There is no such tool that I am aware of. In order to recognise the correct insertion point, the tool would have to include a complete C++ parser - regular expressions are not enough to accomplish this.
But as there are a number of FOSS C++ parsers out there, such a tool could certainly be written - a sort of intelligent sed for C++ code. The biggest problem would probably be designing the specification language for the insert/update/delete operation - regexes are obviously not the answer, though they should certainly be included in the language somehow.
People are always asking here for ideas for projects - how about this for one?
I use this regex,
"(?<=[\\s:~])(\\w+)\\s*\\([\\w\\s,<>\\[\\].=&':/*]*?\\)\\s*(const)?\\s*{"
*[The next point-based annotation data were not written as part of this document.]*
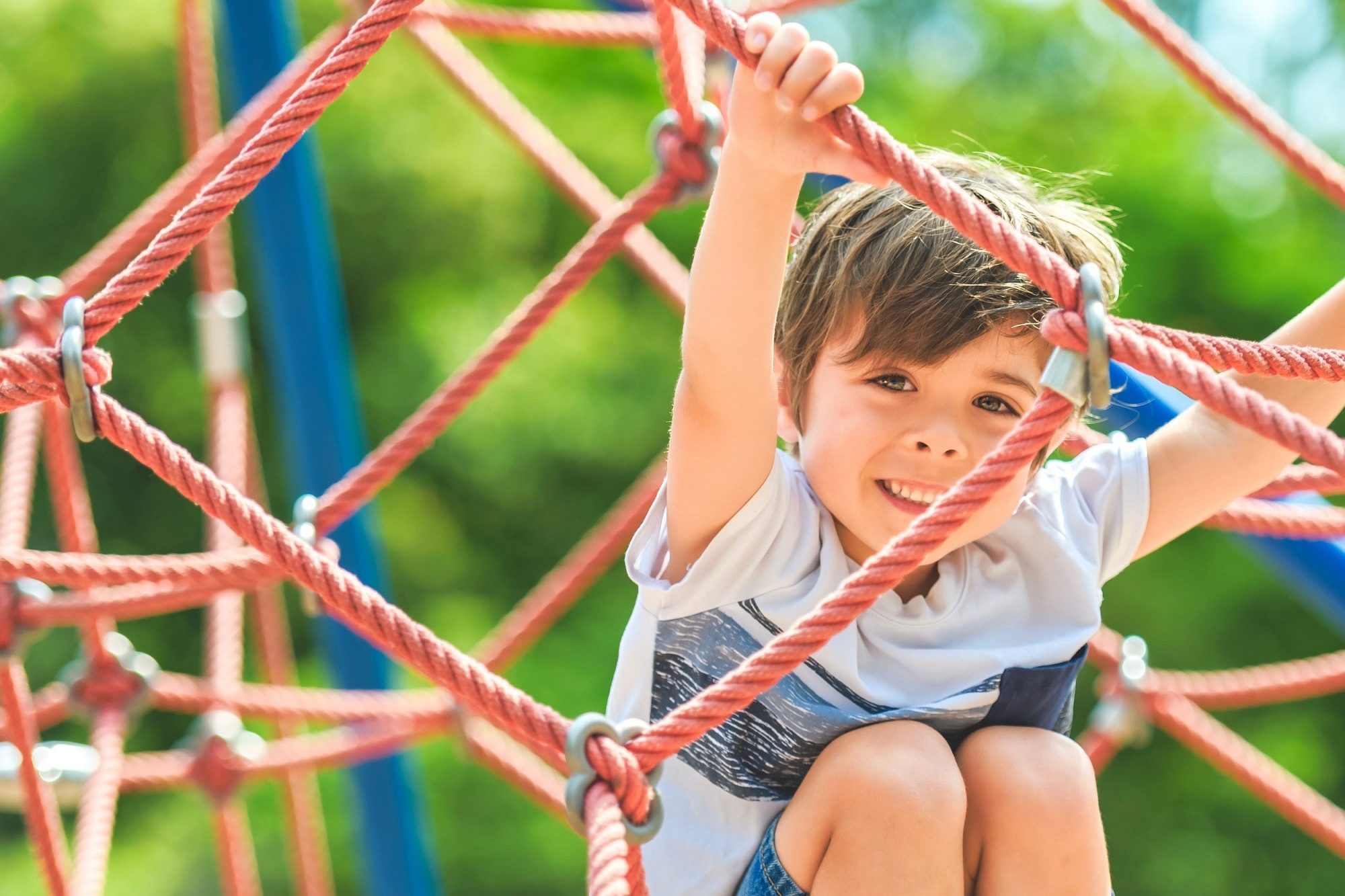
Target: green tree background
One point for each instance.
(443, 227)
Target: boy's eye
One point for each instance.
(894, 382)
(995, 405)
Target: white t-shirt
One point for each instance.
(999, 639)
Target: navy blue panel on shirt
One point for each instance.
(1040, 697)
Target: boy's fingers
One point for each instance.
(779, 54)
(843, 87)
(762, 28)
(808, 73)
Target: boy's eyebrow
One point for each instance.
(1009, 380)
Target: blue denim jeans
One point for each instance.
(766, 876)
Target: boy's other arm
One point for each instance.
(723, 440)
(1202, 460)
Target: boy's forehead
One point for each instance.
(1000, 350)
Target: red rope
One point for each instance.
(18, 474)
(118, 602)
(609, 866)
(155, 213)
(243, 568)
(99, 803)
(681, 68)
(1226, 91)
(29, 376)
(1277, 520)
(551, 26)
(235, 850)
(1252, 768)
(559, 165)
(419, 431)
(568, 581)
(41, 814)
(200, 97)
(968, 214)
(241, 175)
(180, 693)
(857, 592)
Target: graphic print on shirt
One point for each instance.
(763, 751)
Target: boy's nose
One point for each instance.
(941, 440)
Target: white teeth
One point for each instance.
(907, 493)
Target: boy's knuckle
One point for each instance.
(824, 52)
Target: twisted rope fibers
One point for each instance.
(1161, 349)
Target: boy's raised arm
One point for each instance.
(1202, 460)
(724, 413)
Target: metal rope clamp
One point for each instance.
(709, 147)
(67, 768)
(584, 776)
(1085, 378)
(306, 528)
(20, 637)
(1121, 716)
(135, 677)
(25, 290)
(72, 370)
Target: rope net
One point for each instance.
(249, 552)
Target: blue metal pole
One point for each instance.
(303, 317)
(1316, 568)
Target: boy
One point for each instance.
(918, 752)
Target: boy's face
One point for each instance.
(882, 439)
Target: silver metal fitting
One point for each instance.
(72, 369)
(1121, 716)
(221, 333)
(68, 767)
(224, 725)
(1085, 378)
(142, 670)
(21, 637)
(306, 528)
(709, 149)
(28, 290)
(1135, 662)
(583, 775)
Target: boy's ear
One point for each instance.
(785, 425)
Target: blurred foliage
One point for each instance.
(443, 227)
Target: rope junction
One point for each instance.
(249, 551)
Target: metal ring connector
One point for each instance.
(583, 775)
(306, 526)
(1096, 321)
(709, 147)
(1085, 378)
(72, 370)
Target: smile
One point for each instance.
(909, 497)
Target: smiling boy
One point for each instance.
(925, 749)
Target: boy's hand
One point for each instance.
(775, 111)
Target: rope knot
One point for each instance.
(14, 634)
(693, 162)
(224, 751)
(120, 677)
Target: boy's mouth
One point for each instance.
(909, 497)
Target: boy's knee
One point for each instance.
(1028, 771)
(902, 768)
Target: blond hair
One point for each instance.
(921, 288)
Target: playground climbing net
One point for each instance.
(52, 373)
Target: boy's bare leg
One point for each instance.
(880, 811)
(1034, 825)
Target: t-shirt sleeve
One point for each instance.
(771, 542)
(1098, 502)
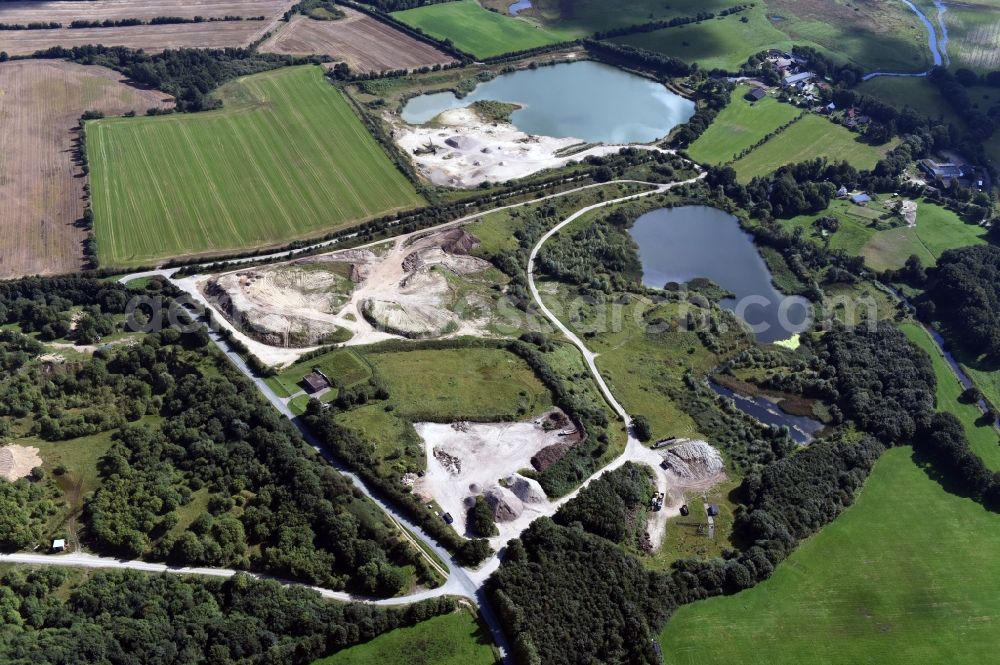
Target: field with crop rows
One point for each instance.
(41, 181)
(285, 158)
(479, 31)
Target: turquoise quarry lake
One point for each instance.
(591, 101)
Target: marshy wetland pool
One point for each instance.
(590, 101)
(684, 243)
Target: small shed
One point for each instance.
(315, 382)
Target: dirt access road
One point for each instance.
(461, 582)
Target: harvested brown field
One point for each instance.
(18, 461)
(363, 42)
(152, 38)
(99, 10)
(41, 186)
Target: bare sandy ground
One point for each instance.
(486, 454)
(18, 461)
(403, 285)
(365, 44)
(469, 459)
(469, 150)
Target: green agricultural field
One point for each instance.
(479, 31)
(723, 43)
(452, 639)
(903, 576)
(638, 367)
(866, 231)
(873, 34)
(479, 384)
(917, 93)
(812, 136)
(344, 367)
(974, 36)
(285, 158)
(589, 16)
(740, 126)
(938, 230)
(982, 438)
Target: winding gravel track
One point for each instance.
(460, 581)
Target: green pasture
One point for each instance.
(479, 31)
(740, 126)
(938, 230)
(343, 366)
(974, 36)
(886, 243)
(477, 383)
(906, 575)
(983, 438)
(285, 158)
(723, 43)
(638, 367)
(589, 16)
(450, 639)
(812, 136)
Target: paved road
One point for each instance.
(460, 582)
(588, 355)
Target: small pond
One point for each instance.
(590, 101)
(519, 7)
(680, 244)
(800, 428)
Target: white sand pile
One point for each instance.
(526, 489)
(505, 505)
(693, 460)
(18, 461)
(484, 150)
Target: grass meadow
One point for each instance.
(863, 232)
(739, 126)
(812, 136)
(982, 438)
(723, 43)
(479, 31)
(451, 639)
(285, 158)
(343, 366)
(906, 575)
(478, 384)
(938, 230)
to locate the functions and add extra lines of code.
With that regex I also get the function name (group 1) and the arguments (group 2).
Note: you must filter out names like, "while", "do", "for", "switch".
This can be easily done with a program transformation system.
The DMS Software Reengineering Toolkit is a general purpose program transformation system, and can be used with many languages (C#, COBOL, Java, EcmaScript, Fortran, ..) as well as specifically with C++.
DMS parses source code (using full langauge front end, in this case for C++),
builds Abstract Syntax Trees, and allows you to apply source-to-source patterns to transform your code from one C# program into another with whatever properties you wish. THe transformation rule to accomplish exactly the task you specified would be:
domain CSharp.
insert_trace():function->function
"\visibility \returntype \fnname(int \parametername)
{ \body } "
->
"\visibility \returntype \fnname(int \parametername)
{ Heidigger(\CppString\(\methodname\),
\CppString\(\parametername\),
\parametername);
\body } "
The quote marks (") are not C++ quote marks; rather, they are "domain quotes", and indicate that the content inside the quote marks is C++ syntax (because we said, "domain CSharp"). The \foo notations are meta syntax.
This rule matches the AST representing the function, and rewrites that AST into the traced form. The resulting AST is then prettyprinted back into source form, which you can compile. You probably need other rules to handle other combinations of arguments; in fact, you'd probably generalize the argument processing to produce (where practical) a string value for each scalar argument.
It should be clear you can do a lot more than just logging with this, and a lot more than just aspect-oriented programming, since you can express arbitrary transformations and not just before-after actions.